Etant donné qu’il n’y a quasiment qu’une seule marque de capteur, Pixart, et toujours le même modèle ou pas loin, 33XX, c’est bien évidemment celui-ci que nous retrouvons embarqué à bord du Model O. il est donc comme d’habitude : réactif, fluide, précis et qui remplira sans aucun problème son office. Il propose bien sûr un niveau de DPI supérieur à ce dont l’utilisateur lambda a réellement besoin. En effet, 12000 DPI représentent toujours presque 9000 DPI de trop. Toutefois le capteur dispose, dans l’attente de la sortie du soft, de quatre niveaux préprogrammés. Ces derniers sont accessibles par le bouton placé derrière la molette : 400-800-1600-3200, identifiables par la couleur de la diode. Certains pourraient jouer avec la résolution maximale digne d’un cyborg, mais le commun des mortels n’a toujours pas besoin aujourd’hui de cette course à l’armement. Cela dit, elle reste un argument marketing d’importance. Point étonnant de la souris : la diode qui permet de visualiser quelle est la résolution en utilisation driver-free n’a aucune utilité. En effet, placée à côté du capteur, il faut donc retourner la souris pour la voir. Fastidieux et inutile. Cependant, un certain nombre d’utilisateur cale le niveau de DPI une fois pour toutes – nous en faisons partie – cela n’a donc pas d’importance capitale.
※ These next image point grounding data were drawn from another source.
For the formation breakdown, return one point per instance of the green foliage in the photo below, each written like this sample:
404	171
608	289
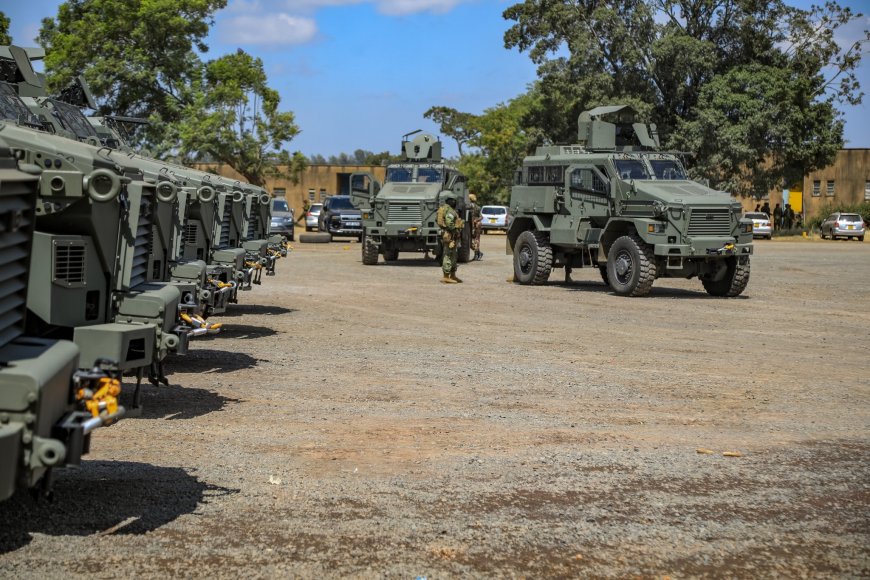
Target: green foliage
750	87
5	38
138	57
233	117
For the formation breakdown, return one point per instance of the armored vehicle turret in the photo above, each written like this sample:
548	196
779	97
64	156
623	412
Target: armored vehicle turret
401	215
616	202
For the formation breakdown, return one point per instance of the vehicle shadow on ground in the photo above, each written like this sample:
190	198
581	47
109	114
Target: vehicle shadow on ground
237	332
176	402
204	360
655	292
242	309
102	498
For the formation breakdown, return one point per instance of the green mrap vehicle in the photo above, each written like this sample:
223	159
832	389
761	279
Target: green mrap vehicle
616	202
401	215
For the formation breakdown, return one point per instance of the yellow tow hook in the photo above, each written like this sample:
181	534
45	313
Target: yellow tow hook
103	400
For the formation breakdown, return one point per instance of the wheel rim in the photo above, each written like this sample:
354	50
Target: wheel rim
526	260
623	267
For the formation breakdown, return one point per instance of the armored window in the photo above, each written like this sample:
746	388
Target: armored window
588	180
631	169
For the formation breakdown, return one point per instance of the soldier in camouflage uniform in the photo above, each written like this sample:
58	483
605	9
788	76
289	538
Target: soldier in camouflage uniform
451	230
476	227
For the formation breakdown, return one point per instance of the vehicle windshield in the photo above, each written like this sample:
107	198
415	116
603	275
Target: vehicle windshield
631	169
400	174
340	203
73	120
428	175
667	169
12	108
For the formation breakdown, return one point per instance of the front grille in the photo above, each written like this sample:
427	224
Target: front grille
253	225
16	227
190	231
68	263
710	222
404	212
225	223
144	240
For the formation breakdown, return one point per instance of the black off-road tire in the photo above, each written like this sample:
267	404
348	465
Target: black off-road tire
317	238
733	283
464	253
533	258
631	266
602	268
369	251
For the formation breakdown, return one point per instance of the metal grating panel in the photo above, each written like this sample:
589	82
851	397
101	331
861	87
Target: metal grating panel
225	224
710	222
404	212
69	263
144	241
16	227
190	231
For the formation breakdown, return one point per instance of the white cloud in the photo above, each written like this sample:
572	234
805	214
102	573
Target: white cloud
268	29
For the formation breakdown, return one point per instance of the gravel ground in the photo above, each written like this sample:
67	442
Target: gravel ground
366	422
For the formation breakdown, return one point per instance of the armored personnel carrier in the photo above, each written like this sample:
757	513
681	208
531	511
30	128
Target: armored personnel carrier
400	216
48	409
614	201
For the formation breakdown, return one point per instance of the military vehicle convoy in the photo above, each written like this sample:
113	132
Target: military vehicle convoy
400	216
95	253
616	202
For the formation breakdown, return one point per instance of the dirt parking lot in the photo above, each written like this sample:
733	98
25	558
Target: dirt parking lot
370	422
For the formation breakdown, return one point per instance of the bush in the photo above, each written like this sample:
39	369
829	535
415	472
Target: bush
862	208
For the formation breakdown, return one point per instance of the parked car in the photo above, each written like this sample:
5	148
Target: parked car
495	217
282	218
338	217
761	226
312	216
843	225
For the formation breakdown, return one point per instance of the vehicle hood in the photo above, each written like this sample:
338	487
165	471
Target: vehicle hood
688	192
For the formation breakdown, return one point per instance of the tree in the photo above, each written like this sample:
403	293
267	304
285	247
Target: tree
139	58
234	118
5	38
679	60
454	124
En ce qui concerne la glisse, la Model O est équipée de patins de téflon blanc, nommés G-Skates. De taille moyenne, ils génèrent une glisse tout à fait performante sur notre 1030 XL. Les déplacements se réalisent avec une grande facilité et une quasi-absence de résistance. Elle se meut avec beaucoup de douceur. C’est aussi le cas sur notre Steelseries 9HD, la Model O s’accommode parfaitement de ce tapis. Elle ne subit pas le gros grain du tapis et conserve encore de la douceur dans les déplacements. Le niveau de résistance est là aussi proche de zéro. Le poids plus que contenu de la Model O aide évidemment à la modération des frottements. Avec le Saitek Cyborg, la souris augmente très légèrement le niveau de résistance. Nous conservons cet aspect de douceur. Là aussi, nous obtenons un excellent couple. Elle se joue du Nova Winner III qui reste le tapis le plus complexe de notre sélection. Elle se déplace sans aucune difficulté, elle ne subit aucunement l’aspect collant de début de mouvement. Là encore, le poids contenu fait merveille. Elle glisse si bien qu’elle ne se comporte pas différemment sur le Noppoo et sur le MM 350. Traditionnellement, ces deux tapis génèrent deux glisses différentes, plus facile avec le MM 350 et plus difficile avec le Noppoo. La Model O ne souffre pas réellement des frottements sur l’un ou l’autre, ou de manière si imperceptible que ce n’est pas décemment notable. Nous devons aborder un dernier point concernant la Model O : la coque trouée. S’il est certain qu’elle permet de réduire le poids, elle apporte aussi une réalité moins glamour : elle risque fort de se transformer en nid à poussière. Il faudra donc être soigneux et rigoureux dans le nettoyage sinon l’entretien risque fort d’être fastidieux.